May 29, 2020

Dealing with Guilt: A Whale of a Mistake

Covid19 note:
It's been several days since Memorial Day weekend, a strangely-adapted schoolyear is  ending,  and many businesses are reopening in this eleventh week of quarantine. The need for physical distancing, masks, hand washing, and mindfulness regarding the greater good of our communities is more necessary now than ever. 
As I write this, the tragic landmark of 100,000+ deaths in the US has been reported and numbers continue to rise. The good news is that I have seen, in person and in social media, the encouraging truth that MANY people understand and respect the ongoing need for individuals to act responsibly. The sad news is that there are others who put personal WANTS above the greater NEEDS of society. 
That is a mistake.
It neglects the facts of science.
And it is a mistake that could prove very hard to live with, but very easy to die from.

Page Street Kids, 2020

Some mistakes can be fixed or forgotten rather easily. Others can be overwhelming, to the people injured and  even to the one causing the harm. A WHALE OF A MISTAKE is written and illustrated by Ioana Hobai.  She has illustrated other engaging picture books. This is the second of her releases in which she provides both the text and illustrations. With a cover and spreads awash in luminous and lilting images (ink, watercolor, acrylic), the narrative as an inner journey plays out on an oceanic scale. The seemingly solid-color endpapers of water/sky blue suggest subtle nuance and movement, foretelling a story with depth and drama. 
The minimalist text arrives in second person voice, insuring a bond between the reader and the appealing character whose identity is also universal, blue-ish, and recognizably distressed. Their "mistake" is generic and unspecified, but the worry that follows feels intensely specific. The progression unfolds from being swallowed whole, unable to navigate the whirlwind resulting from People saying: "What a big mistake!".
As the struggles and swirls change in hue and tone and intensity, "you" regain your footing and find yourself surrounded by unexpected new skyscapes.

"There's a whole universe of mistakes out there." 
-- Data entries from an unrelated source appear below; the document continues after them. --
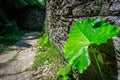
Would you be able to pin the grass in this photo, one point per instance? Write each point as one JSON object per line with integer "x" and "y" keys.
{"x": 48, "y": 58}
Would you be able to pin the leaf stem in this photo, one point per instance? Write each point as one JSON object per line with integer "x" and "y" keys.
{"x": 94, "y": 53}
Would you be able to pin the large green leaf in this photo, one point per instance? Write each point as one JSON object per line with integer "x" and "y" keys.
{"x": 83, "y": 34}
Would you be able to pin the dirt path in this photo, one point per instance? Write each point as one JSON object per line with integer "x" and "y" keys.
{"x": 15, "y": 63}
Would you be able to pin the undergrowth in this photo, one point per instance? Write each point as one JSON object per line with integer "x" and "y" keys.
{"x": 47, "y": 58}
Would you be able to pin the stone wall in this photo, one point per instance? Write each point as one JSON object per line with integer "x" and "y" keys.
{"x": 61, "y": 14}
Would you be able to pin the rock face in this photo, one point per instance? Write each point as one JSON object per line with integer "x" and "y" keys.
{"x": 61, "y": 14}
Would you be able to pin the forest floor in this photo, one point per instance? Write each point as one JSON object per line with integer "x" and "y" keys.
{"x": 25, "y": 61}
{"x": 15, "y": 64}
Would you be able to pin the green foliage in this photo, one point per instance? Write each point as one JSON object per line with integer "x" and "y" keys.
{"x": 47, "y": 53}
{"x": 83, "y": 34}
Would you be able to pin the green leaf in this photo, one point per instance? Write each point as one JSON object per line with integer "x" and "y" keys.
{"x": 82, "y": 35}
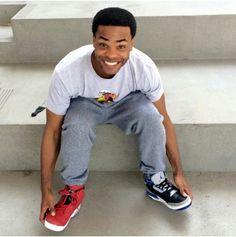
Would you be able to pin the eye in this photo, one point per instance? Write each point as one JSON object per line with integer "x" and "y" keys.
{"x": 121, "y": 47}
{"x": 102, "y": 45}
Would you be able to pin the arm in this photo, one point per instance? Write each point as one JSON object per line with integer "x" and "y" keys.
{"x": 172, "y": 149}
{"x": 49, "y": 151}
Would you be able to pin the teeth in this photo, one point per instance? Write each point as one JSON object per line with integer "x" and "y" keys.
{"x": 111, "y": 63}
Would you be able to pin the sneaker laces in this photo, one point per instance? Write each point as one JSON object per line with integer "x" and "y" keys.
{"x": 68, "y": 196}
{"x": 166, "y": 185}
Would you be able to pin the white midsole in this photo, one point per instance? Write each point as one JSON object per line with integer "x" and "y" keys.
{"x": 185, "y": 204}
{"x": 60, "y": 228}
Magical colors and swirls call to mind Van Gogh's STARRY NIGHT, morphing into richer pastels and horizons as you learn to move on. 
Hobai's work displays a masterful merging of text and illustration to pace this sweeping story through deeply recognizable stages of guilt, regret, worry, and eventual restoration to firm footing, with the encouraging resolution of becoming a stronger person in the process. There is a lovely interview with Hobai on Maria Marshall's THE PICTURE BOOK BUZZ, here.   
You can find/follow this talented creator on: 
Twitter @ioanahobai
Instagram @ioana.hobai
Mistakes (even those we could objectively label as "small"ones) can be surprisingly worrisome to all of us, but are especially so to young children. The character above is inundated with worrying feelings, leading to a sense of isolation, powerlessness, and distancing from familiar and trusted surroundings. That inner journey often takes place in little ones close to home without catching our attention. To notice and support young children during the journey from mistake to satisfying resolve is an important gift. 

Greenwillow Books, 2016
You may have other picture books on hand to explore these ideas until you are able to take a look at this new release. A timeless classic that might be on your shelves is LILLY'S PURPLE PLASTIC PURSE by Kevin Henkes. In Hobai's book the actual mistake is not even hinted at, and the usual "apologize" or other ways of fixing things is not addressed. Henkes take his now-beloved Lilly on a journey to resolution by providing a highly specific mouse-girl, who makes an all-too-familiar mistake, and manages to take agency in setting things right. Lilly's specificity is an effective way to provide young humans with a sense that there IS an "other side" after making mistakes. In her case, too, the process of worry and regret begins with internal, isolating distress, 
That's why picture books like these are so important, whether we're aware of mistakes as they occur or simply providing a template for processing our (your, their) mistakes when they are made.

I can't resist a final note about the potential mistakes being made by those who too quickly dismiss their need to be cautious for any reason. None of us wants to see a rebound/increase in Covid19 cases. It's my sincere hope that this does not occur, and that the resulting regrets, refections, and recovery are not necessary.